Decreased cardiac output is a serious condition that impairs the heart's ability to pump blood effectively, resulting in inadequate blood flow to meet the body's needs. This diagnosis is crucial for nursing students to understand as it often appears in clinical settings and on the NCLEX exam. Recognizing the signs and symptoms such as dyspnea, crackles in the lungs, fatigue, and edema can help in providing timely and effective nursing interventions. Understanding this condition is vital for ensuring patient safety and improving outcomes.
Definition & Related Factors
Decreased cardiac output is defined by NANDA as a state in which the heart's ability to pump adequate blood to meet the metabolic demands of the body is compromised. This condition is often related to altered myocardial contractility, which can be due to factors such as myocardial infarction, cardiomyopathy, or heart failure. Risk factors include hypertension, coronary artery disease, and valvular heart disorders. Understanding these factors is essential for early identification and management of patients at risk.
Assessment Findings
Nurses should assess both subjective and objective data to identify decreased cardiac output. Subjectively, patients may report symptoms such as dyspnea, fatigue, and a sensation of palpitations. Objectively, nurses might observe crackles in the lungs, peripheral edema, jugular vein distention, and an abnormal heart rate or rhythm. Monitoring vital signs and conducting a thorough cardiovascular assessment are critical components of identifying this condition.
Expected Outcomes & Goals
The primary goal for a patient with decreased cardiac output is to improve cardiac function and ensure adequate tissue perfusion. Expected outcomes include patient reports of reduced dyspnea and fatigue, absence of crackles in the lungs, decreased peripheral edema, and stable vital signs within normal limits. These outcomes should be measurable and time-specific to effectively monitor patient progress.
Key Nursing Interventions
Nursing interventions for decreased cardiac output include monitoring vital signs, especially blood pressure and heart rate, to detect any abnormalities. Administering medications such as diuretics or inotropes as prescribed can help manage symptoms and improve cardiac function. Educating patients on lifestyle modifications, including dietary changes and activity restrictions, is also crucial. Elevating the head of the bed can alleviate dyspnea and improve breathing. Each intervention is supported by evidence-based rationales to ensure effective patient care.
NCLEX Tips
On the NCLEX, decreased cardiac output may appear in questions related to heart failure or acute coronary syndrome. Key points include understanding the pathophysiology, recognizing clinical manifestations, and knowing the priority interventions. Questions may focus on assessing patient symptoms, interpreting diagnostic results, or selecting appropriate nursing actions. Remembering the acronym 'ABCDE' (Airway, Breathing, Circulation, Disability, Exposure) can help prioritize care during exams.
Practice NCLEX Question
A patient with heart failure is experiencing dyspnea and crackles in the lungs. Which intervention should the nurse implement first?
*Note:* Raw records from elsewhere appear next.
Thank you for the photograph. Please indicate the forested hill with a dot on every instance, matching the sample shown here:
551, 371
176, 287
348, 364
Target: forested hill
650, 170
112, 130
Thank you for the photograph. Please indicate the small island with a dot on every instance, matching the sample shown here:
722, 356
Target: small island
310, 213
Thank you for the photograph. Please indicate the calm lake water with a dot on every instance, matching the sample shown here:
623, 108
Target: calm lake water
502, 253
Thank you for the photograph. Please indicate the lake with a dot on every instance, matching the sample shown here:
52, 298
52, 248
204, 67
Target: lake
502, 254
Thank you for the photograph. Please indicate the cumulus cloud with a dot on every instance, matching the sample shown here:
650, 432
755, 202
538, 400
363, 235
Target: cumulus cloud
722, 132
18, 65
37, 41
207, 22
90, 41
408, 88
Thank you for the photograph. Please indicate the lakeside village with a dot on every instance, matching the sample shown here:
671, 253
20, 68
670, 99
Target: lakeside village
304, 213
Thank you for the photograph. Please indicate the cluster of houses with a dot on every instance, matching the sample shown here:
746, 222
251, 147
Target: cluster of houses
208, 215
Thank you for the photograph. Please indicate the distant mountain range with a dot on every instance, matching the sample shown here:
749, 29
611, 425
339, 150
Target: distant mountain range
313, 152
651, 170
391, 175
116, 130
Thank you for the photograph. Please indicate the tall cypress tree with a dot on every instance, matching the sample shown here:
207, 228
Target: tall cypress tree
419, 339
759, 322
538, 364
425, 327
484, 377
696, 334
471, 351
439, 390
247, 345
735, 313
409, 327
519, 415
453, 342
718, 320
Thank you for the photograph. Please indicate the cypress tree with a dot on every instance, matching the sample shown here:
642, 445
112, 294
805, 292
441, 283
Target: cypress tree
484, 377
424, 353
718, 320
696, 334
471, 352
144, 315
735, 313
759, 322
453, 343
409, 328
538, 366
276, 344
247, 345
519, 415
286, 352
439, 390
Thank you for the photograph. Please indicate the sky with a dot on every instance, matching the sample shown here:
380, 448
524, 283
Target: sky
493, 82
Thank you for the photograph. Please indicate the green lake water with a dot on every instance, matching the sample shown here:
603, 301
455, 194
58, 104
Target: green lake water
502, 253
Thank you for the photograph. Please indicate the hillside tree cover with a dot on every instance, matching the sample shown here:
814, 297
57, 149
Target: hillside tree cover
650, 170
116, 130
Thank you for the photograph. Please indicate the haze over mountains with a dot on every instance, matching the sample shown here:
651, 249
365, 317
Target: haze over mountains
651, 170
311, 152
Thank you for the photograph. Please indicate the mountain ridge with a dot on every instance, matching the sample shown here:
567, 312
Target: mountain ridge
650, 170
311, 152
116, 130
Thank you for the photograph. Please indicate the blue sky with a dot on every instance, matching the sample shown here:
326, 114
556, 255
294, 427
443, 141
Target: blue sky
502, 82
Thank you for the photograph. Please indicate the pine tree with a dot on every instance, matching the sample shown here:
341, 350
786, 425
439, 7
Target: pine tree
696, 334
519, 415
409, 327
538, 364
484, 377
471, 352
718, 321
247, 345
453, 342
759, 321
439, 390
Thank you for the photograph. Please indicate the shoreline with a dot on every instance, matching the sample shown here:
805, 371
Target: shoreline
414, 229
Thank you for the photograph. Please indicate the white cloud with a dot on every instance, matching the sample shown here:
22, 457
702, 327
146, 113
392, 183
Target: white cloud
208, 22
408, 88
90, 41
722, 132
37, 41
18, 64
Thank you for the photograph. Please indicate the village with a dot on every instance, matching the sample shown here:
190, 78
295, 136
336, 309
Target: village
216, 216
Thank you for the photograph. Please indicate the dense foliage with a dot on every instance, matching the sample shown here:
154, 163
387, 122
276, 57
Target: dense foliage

A. Elevate the head of the bed.
B. Administer prescribed diuretics.
C. Monitor intake and output.
D. Educate on dietary sodium restrictions.
Show Answer & Rationale
Correct Answer: A
Elevating the head of the bed helps improve breathing and oxygenation, which is a priority in addressing dyspnea.
Frequently Asked Questions
What is decreased cardiac output in nursing?
Decreased cardiac output is a condition where the heart fails to pump sufficient blood to meet the body's metabolic needs, often due to impaired myocardial contractility.
What are the priority nursing interventions for decreased cardiac output?
Priority interventions include monitoring vital signs, administering prescribed medications, educating the patient on lifestyle changes, and positioning to improve breathing.
How does decreased cardiac output appear on the NCLEX?
It appears in scenarios involving heart failure or myocardial events, focusing on assessment findings and intervention priorities.
What assessment findings indicate decreased cardiac output?
Key findings include dyspnea, crackles in the lungs, fatigue, peripheral edema, and jugular vein distention.